Environmental journalism in an increasingly hostile climate
As Paris prepares to host the COP 21 Climate Change Conference, Reporters Without Borders is today releasing a report entitled “Hostile climate for environmental journalists” that examines the often tragic difficulties for reporters covering environmental issues.
With the environment now recognized as a major challenge for humankind, Reporters Without Borders believes that particular attention should be paid to the journalists who take greats risk to investigate sensitive, environment-related subjects.
The report highlights a steady deterioration in the situation for environmental reporters, who are increasingly exposed to many kinds of pressure, threats and violence.
“The violence against these women and men who investigate in the field, often alone, has reached an unprecedented level in 2015,” Reporters Without Borders secretary-general Christophe Deloire said. “In the COP 21 era, we need to realize that the highly sensitive nature of this subject only too often causes grave problems for those trying to shed light on pollution and other forms of environmental degradation. Their meticulous but dangerous work of gathering and disseminating information is nonetheless vital if we are to achieve the badly needed increase in awareness of the dangers threatening our planet.”
Ten environmental journalists have been murdered since 2010, according to the tally kept by Reporters Without Borders. In the past five years, almost all (90 percent) of these murders have been in South Asia (India) and Southeast Asia (Cambodia, Philippines and Indonesia). Two Indian reporters, Jagendra Singh and Sandeep Kothari, were killed in 2015.

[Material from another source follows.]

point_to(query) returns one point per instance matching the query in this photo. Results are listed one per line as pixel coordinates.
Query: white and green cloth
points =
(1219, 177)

Some journalists are threatened, attacked or jailed because of their reporting. At least six Peruvian journalists reported being harassed and roughed up in the spring of 2015. In Uzbekistan, freelance journalist Solidzhon Abdurakhmanov has languished in prison for the past seven years. All of these journalists investigated sensitive environmental subjects such as illegal logging, mining or pollution.
Some governments resort to censorship whenever they are blamed for environmental problems. When “Under The Dome,” an online documentary about air pollution in Beijing, went viral in March, the Chinese Communist Party quickly had it removed from websites. In Ecuador, draconian legislation prevents journalists from covering oil drilling in the Yasuni National Park, where the biological diversity is internationally recognized. In Canada, the government gagged federal scientists to prevent them talking to journalists about the drawbacks of extracting oil from tar sands.
Some environmental journalists report receiving friendly approaches from companies that are involved in projects likely to endanger the environment and resort to anything to help improve their image. Reporters in Democratic Republic of Congo said they were bribed by a British company with a concession to explore for oil in Virunga National Park that wanted to buy their silence. Canadian reporter Stephen Leahy was offered money by a Canadian mining company to stop investigating its activities.
In response to all these obstacles, more and more environmental journalists are banding together in associations that aim above all to improve the quality of their reporting but also give them the opportunity to collaborate and to be better equipped and protected when they venture into the field.